Landlocked Switzerland employs private maritime security
Landlocked Switzerland plays a surprisingly prominent role in the commercial shipping scene. The Geneva-based Mediterranean Shipping Company operates 422 vessels, accounting for 10.8 per cent of global shipping container capacity, Swiss Info reports.
Three years ago Swiss parliament voted not to take part in a European Union-sponsored security operation, called the Atalanta mission, designed to protect shipping, crews and cargo from increasing attacks by pirates in crucial commercial sea lanes, reports 'SwissInfo'.
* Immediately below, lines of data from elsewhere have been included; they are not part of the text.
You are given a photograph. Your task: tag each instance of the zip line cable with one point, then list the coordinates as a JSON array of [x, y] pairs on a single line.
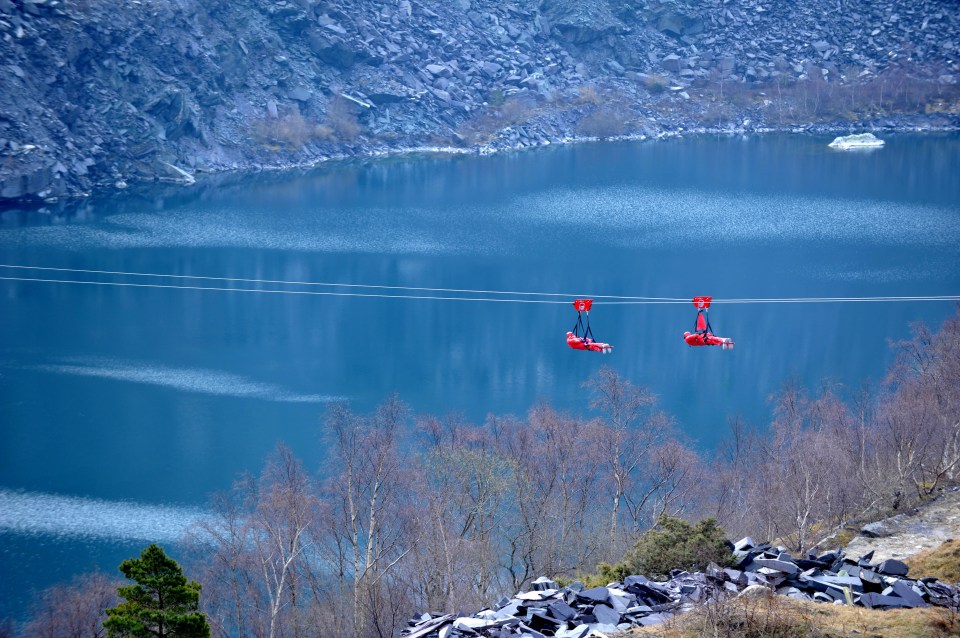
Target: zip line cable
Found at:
[[325, 293], [615, 300], [328, 284]]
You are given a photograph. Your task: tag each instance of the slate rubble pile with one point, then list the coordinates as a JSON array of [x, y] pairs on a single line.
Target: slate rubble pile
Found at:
[[578, 612], [99, 93]]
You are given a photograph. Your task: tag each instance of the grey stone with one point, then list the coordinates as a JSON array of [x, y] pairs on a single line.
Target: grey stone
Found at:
[[893, 567], [905, 591], [300, 94], [879, 601], [606, 615]]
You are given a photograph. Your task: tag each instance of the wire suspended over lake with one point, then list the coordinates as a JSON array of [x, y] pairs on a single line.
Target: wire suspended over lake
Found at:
[[448, 294]]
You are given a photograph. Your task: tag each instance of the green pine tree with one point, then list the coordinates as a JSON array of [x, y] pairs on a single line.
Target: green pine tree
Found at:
[[163, 603]]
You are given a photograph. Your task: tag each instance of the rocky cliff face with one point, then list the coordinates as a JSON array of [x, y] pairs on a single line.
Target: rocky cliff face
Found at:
[[105, 92]]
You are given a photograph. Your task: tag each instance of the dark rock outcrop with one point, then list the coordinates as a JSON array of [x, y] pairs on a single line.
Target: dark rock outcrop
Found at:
[[547, 609], [96, 93]]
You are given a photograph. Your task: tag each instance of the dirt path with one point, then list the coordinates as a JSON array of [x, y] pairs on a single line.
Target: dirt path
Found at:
[[904, 535]]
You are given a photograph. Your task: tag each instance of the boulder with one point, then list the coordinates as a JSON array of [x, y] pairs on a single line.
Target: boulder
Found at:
[[582, 21]]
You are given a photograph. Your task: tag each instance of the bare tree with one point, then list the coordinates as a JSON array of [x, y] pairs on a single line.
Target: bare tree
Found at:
[[367, 492], [286, 507], [75, 610], [628, 436]]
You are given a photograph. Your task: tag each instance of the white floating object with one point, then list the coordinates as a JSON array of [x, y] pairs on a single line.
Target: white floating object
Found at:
[[860, 140]]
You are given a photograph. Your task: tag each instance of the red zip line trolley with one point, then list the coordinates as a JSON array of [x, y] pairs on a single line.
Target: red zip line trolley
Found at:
[[581, 337], [703, 331]]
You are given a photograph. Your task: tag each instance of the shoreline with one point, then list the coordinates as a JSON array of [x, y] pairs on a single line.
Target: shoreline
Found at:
[[33, 205]]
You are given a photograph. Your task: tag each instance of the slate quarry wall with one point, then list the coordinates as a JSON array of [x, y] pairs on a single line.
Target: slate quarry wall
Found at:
[[106, 92]]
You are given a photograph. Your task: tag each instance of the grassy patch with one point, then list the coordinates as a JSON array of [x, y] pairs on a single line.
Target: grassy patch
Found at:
[[781, 617], [942, 562]]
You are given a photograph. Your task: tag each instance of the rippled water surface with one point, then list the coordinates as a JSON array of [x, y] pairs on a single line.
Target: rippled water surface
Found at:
[[123, 408]]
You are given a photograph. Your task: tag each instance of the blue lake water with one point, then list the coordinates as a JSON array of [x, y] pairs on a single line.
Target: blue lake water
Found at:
[[137, 403]]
This decision did not affect the rights of ship owners and operators from hiring their own private security guards, but the subject remains sensitive with some observers believing the strategy could lead to an escalation of violence.
“The long-term custom of commercial ships being unarmed has to be thrown overboard,” Lukas Roth, head of the commercial shipping department at the foreign ministry, told the NZZ am Sonntag newspaper.
“No Swiss operator wants armed soldiers on board their boats. [But] ships from the Swiss commercial fleet also have armed guards from private security companies.”
Only some ships that negotiate particularly difficult stretches resort to these methods, Roth added. Another restriction is the high cost of such security, with a four person team costing SFr 40,000 per week.